A letter to his father’s aide de camp, Capt Bryan Godfrey-Faussett, in June of the same year, the Prince wrote: “My best thanks to you and Mrs F for your kind congratulations; no, I can’t say I feel I have earned the MC [Military Cross] at all, but that’s nothing to do with me!”
The award has always been controversial, as the medal is intended for “acts of exemplary gallantry during active operations against the enemy”, something the Prince did not fulfil as he wasn’t on the battlefield. As heir to the throne, David – as he was known to his family – would never have been allowed to fight, or serve as other commissioned officers.
In later life, Edward was reluctant to wear the medal. After 11 months on the throne, Edward abdicated as King in 1936 in order to marry his love, Wallis Simpson, a twice-divorced American.

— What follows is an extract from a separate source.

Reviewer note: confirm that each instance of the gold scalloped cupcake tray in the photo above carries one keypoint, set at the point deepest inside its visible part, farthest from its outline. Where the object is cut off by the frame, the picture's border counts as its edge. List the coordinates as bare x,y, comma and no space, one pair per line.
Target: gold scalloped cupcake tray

The letter, together with one written to Faussett by his brother, Prince Albert (future George VI), will go on display for the first time at the National Museum of the Royal Navy in Portsmouth. The two will be part of an exhibition marking the centenary of the Battle of Jutland, the defining Naval battle of the First World War.
The Queen’s father, George VI, was on the battleship HMS Collingwood during his wartime action. He wrote to Capt Faussett’s wife: “I am quite all right and feel very different now that I have seen a German ship filled with Germans and have seen it fired at with our guns.
“It was a great experience to have gone through and one not easily forgotten. How and why we were not hit or damaged beats me, as we were being fired at a good part of the time.
“The ship ahead of us was hit but it did not do any damage. We had torpedoes fired at us which we got out of the way of luckily. It seems to have resulted in a victory for us…the Germans must have suffered very severely as our ships were hitting very nearly all the time.”